Semper Fidelis said:


> a promise of benefit to worthy receivers



So the promise is signed and sealed at the moment of administration but only benefits those who are worthy receivers (those of faith)?


----------



## Peairtach (Mar 9, 2012)

> So the promise is signed and sealed at the moment of administration but only benefits those who are worthy receivers (those of faith)?



This is true of adults also, as well as infants, whether or not they believe at the time they are baptised as adults.


----------



## MW (Mar 9, 2012)

The usual simple formula is that the sacrament is a sign to the senses and a seal to faith. The sacrament seals nothing to an unbeliever in the way of saving benefit.

Reactions: Like 1


----------



## Martin (Mar 9, 2012)

Thanks for helping me clear that up. I listened to a sermon series the other day which laid out covenant theology very well for me as well as touched on baptism. Looking at paedobaptism in light of covenant theology really helps bring all the pieces together. So if the baptized infant (same as adult) grows up and does not accept the Christian faith, they are regarded as breakers of the Covenant of Grace? On a side note, seeing reformed padeobaptism as two believers raising their child, worshipping, teaching, praying for, and disciplining the child in the Christian faith is a lot more acceptable to me than paedobaptism I have seen where no one is quite sure why the child was even baptized or the child was baptized until it could "answer for itself". Also parents promise to disciple the child but the only disciplining is dropping the child off at church for youth group and picking the child up later.


----------



## MW (Mar 9, 2012)

Eric said:


> Thanks for helping me clear that up.
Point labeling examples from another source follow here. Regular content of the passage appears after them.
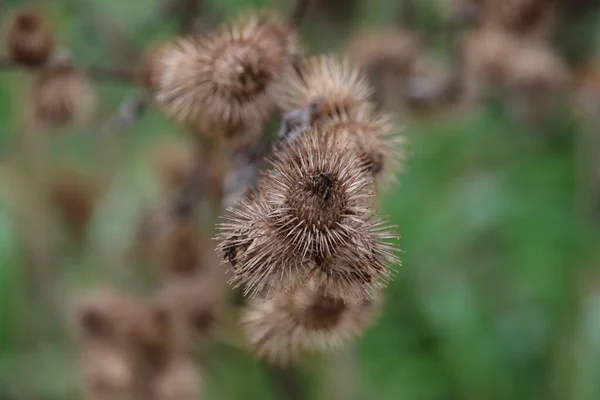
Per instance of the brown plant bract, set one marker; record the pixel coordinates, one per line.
(30, 42)
(306, 319)
(312, 217)
(222, 83)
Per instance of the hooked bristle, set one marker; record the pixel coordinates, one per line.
(282, 328)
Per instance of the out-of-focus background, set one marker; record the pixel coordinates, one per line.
(498, 206)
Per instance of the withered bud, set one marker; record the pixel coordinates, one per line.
(312, 217)
(222, 83)
(62, 94)
(334, 85)
(307, 318)
(193, 307)
(30, 41)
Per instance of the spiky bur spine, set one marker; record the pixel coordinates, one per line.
(313, 217)
(305, 319)
(222, 83)
(332, 95)
(333, 84)
(62, 94)
(30, 41)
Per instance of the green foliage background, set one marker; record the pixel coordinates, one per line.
(498, 296)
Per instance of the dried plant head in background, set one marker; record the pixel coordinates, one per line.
(521, 17)
(370, 135)
(312, 217)
(304, 319)
(333, 85)
(222, 83)
(180, 379)
(30, 40)
(193, 307)
(394, 51)
(75, 196)
(62, 94)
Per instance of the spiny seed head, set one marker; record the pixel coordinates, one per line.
(223, 82)
(312, 217)
(334, 85)
(62, 94)
(370, 135)
(306, 319)
(30, 41)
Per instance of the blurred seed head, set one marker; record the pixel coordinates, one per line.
(181, 379)
(334, 85)
(394, 51)
(30, 40)
(305, 319)
(223, 82)
(312, 217)
(62, 94)
(193, 307)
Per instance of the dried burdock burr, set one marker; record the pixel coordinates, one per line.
(62, 94)
(313, 216)
(193, 307)
(222, 83)
(75, 196)
(305, 319)
(30, 40)
(180, 379)
(334, 85)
I listened to a sermon series the other day which laid out covenant theology very well for me as well as touched on baptism. Looking at paedobaptism in light of covenant theology really helps bring all the pieces together. So if the baptized infant (same as adult) grows up and does not accept the Christian faith, they are regarded as breakers of the Covenant of Grace? On a side note, seeing reformed padeobaptism as two believers raising their child, worshipping, teaching, praying for, and disciplining the child in the Christian faith is a lot more acceptable to me than paedobaptism I have seen where no one is quite sure why the child was even baptized or the child was baptized until it could "answer for itself". Also parents promise to disciple the child but the only disciplining is dropping the child off at church for youth group and picking the child up later.
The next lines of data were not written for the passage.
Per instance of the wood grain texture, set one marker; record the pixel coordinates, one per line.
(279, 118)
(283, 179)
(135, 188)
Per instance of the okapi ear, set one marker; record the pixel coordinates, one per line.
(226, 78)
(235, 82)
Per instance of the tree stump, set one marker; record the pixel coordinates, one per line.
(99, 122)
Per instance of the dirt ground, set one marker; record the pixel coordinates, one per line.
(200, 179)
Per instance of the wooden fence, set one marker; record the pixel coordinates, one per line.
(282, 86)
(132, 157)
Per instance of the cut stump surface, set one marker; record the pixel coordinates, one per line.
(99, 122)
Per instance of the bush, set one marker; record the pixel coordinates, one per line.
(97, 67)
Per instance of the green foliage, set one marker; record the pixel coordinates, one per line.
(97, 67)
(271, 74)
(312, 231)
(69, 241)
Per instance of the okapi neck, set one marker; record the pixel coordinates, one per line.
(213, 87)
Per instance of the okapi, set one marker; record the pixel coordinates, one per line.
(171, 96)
Yes, "ye must be born again" was imperative not only for Nicodemus but for the covenant people as a whole. Regrettably the plural is usually ignored when it is quoted today. It teaches very clearly that those who are externally in the covenant must be inwardly renewed by the Holy Spirit in order to be spiritually blessed in Christ.

It is best not to speak of breaking the covenant of grace itself since it suggests that grace might be resistible. More specifically, those who do not repent and believe have broken the obligations which the covenant of grace requires of them.

Reactions: Like 1


----------